Im Raum daneben noch ein entsprechend alter und ebenfalls
gigantischer Öltank, mit entsprechendem Geruch. Der Heizölgeruch
umlagert ohnehin das ganze Anwesen, da dieser Tank durchgerostet
ist und sich ein schwarzrostiger Ölschleim über den Boden in seitliche
Abwasserrinnen zieht. Ein Umweltschützer wäre beim Anblick dieser
Sache problemlos wie eine Rakete durch alle Stockwerke hindurch
empor geschossen und weiter bis zum Mond geflogen und das ohne
einen Tropfen des Öls dafür zu verbrauchen, alleine vor lauter
Entsetzen. Schräg gegenüber schließt sich ein noch größerer
Kellerraum an, der wohl vor Zeiten der Ölheizung mal der
Kohlenlagerkeller war. Zu Zeiten der Kohleheizung müssen die hier
mindestens 2 Beschäftigte gehabt haben, die nur die Heizung am
Laufen hielten. Leider waren im Keller keine weiteren Aufnahmen
möglich, da ich Idiot vergessen hatte, den Akku des Fotoapparates vor
unserem Spaziergang zu laden. Ich hatte allerdings auch überhaupt
nicht mit einer derartigen Entdeckung und neuen Vielfalt an
Fotomotiven gerechnet. Weitere Erkundungen in den zweiten und
dritten Stockwerken waren uns dann aber doch viel zu gefährlich. Ein
Balken, der während unserer Begehung durchbrach und vielleicht 5 m
vor uns eine Menge Schutt nachfedernd auf dem Boden ablud, auf
dem wir uns befanden, holte uns in das Bewusstsein realer Gefahren
zurück. Wir zogen es dann vor, das Gebäude zu verlassen. Nun,
weitere Fotos waren ohnehin wegen des leeren Akkus nicht mehr
möglich und mit solch einem ehemaligen Prunkbau hätten wir am
allerwenigsten gerechnet. Was das nun früher einmal war, wissen wir
noch nicht.
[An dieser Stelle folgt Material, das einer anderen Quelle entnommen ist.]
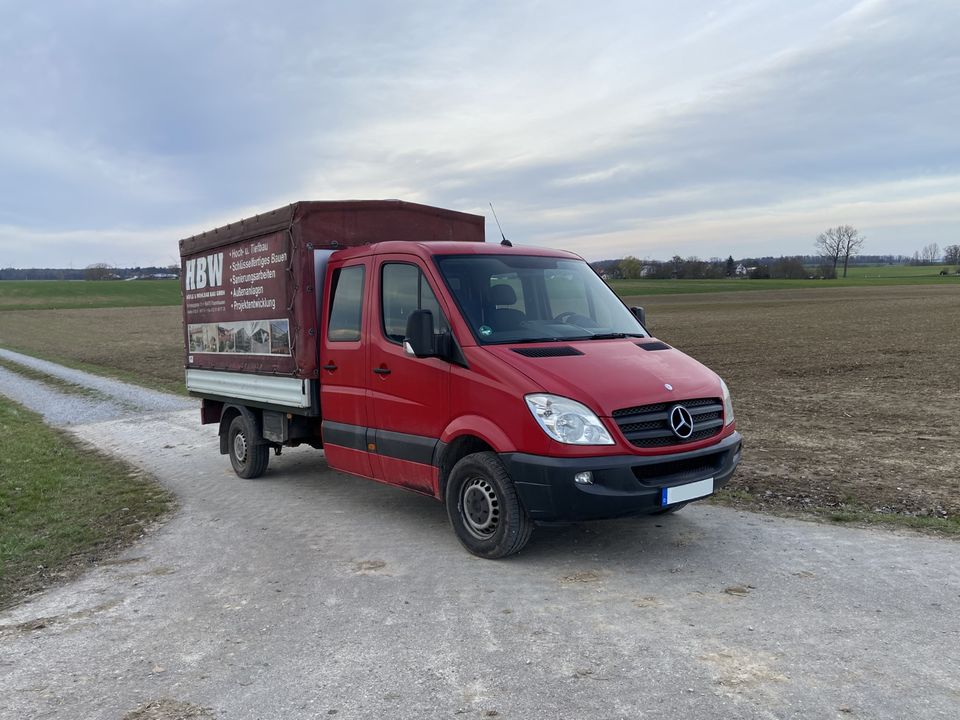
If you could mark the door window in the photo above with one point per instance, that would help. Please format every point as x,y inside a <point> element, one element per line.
<point>405,289</point>
<point>346,304</point>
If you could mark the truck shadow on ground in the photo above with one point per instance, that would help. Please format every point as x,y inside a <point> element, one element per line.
<point>303,477</point>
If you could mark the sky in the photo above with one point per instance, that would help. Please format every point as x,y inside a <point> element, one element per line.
<point>651,129</point>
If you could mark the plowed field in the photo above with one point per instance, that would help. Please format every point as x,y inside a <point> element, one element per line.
<point>848,398</point>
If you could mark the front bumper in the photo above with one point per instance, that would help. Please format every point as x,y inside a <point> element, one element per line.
<point>622,484</point>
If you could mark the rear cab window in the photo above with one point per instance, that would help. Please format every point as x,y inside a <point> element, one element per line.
<point>404,288</point>
<point>346,304</point>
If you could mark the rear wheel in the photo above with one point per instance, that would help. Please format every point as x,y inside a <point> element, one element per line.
<point>249,460</point>
<point>484,509</point>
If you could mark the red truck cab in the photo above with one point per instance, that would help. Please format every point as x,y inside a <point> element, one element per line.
<point>511,383</point>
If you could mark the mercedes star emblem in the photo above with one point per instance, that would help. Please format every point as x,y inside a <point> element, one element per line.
<point>681,422</point>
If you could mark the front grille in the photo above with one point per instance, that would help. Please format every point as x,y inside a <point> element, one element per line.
<point>649,425</point>
<point>561,351</point>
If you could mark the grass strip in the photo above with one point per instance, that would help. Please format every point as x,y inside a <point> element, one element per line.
<point>63,505</point>
<point>851,513</point>
<point>64,386</point>
<point>177,387</point>
<point>69,294</point>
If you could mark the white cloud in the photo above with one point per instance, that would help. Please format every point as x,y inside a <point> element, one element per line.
<point>582,123</point>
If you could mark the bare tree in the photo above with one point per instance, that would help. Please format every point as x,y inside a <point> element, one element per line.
<point>630,268</point>
<point>929,253</point>
<point>852,244</point>
<point>98,271</point>
<point>843,241</point>
<point>830,246</point>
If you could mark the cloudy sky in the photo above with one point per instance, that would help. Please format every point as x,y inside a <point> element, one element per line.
<point>609,128</point>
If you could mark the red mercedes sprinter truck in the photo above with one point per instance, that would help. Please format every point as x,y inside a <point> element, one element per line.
<point>510,383</point>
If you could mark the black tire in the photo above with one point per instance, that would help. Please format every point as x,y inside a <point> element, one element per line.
<point>249,460</point>
<point>670,510</point>
<point>484,509</point>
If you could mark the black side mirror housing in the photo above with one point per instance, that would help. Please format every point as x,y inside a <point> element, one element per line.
<point>419,340</point>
Kayla vermutete ja, dass es vielleicht der Wohnsitz der
früheren Fabrikinhaber war, was ich jedoch bezweifle, da dieses
Anwesen dafür zu weit von der Fabrik entfernt liegt. Ich hatte eher
den Eindruck, dass es früher mal eine Art Adelssitz oder so etwas
ähnliches war und später vielleicht als Schulungsstätte oder sogar als
Hotel genutzt wurde. Jedenfalls muss die letzte Nutzung schon ewig
her sein. Ein solch (ehemals) prunkvolles Gebäude, welches doch
bestimmt unter Denkmalschutz steht, einfach so verfallen zu lassen,
das ist schon ungewöhnlich. Ein komplettes Umwandern des
Gebäudes von außen war gar nicht möglich, weil der Bewuchs des
kleinen Waldes stellenweise bis fest ans Haus reicht. Man kann mit
Mühe noch 2 alte Zufahrtsstraßen erkennen und einen Parkplatz, der
sich vor dem Haupteingang befindet. Diesen Parkplatz haben sich aber
auch die Bäume des Waldes schon lange zurück geholt. Nun kenn ich
die Wachszeiten der verschiedensten Baumarten nicht so gut, weiß
wohl, das Fichten recht schnell wachsen, während Laubbäume meist
schon wesentlich länger brauchen. Hier wachsen vorwiegend
Laubbäume, die sich selbst gepflanzt haben und selbst die sind schon
sehr hoch und kräftig, so dass man sicherlich davon ausgehen kann,
dass dieses prunkvolle Anwesen schon seit mindestens 20 bis 30
Jahren leer steht, möglicherweise sogar noch länger.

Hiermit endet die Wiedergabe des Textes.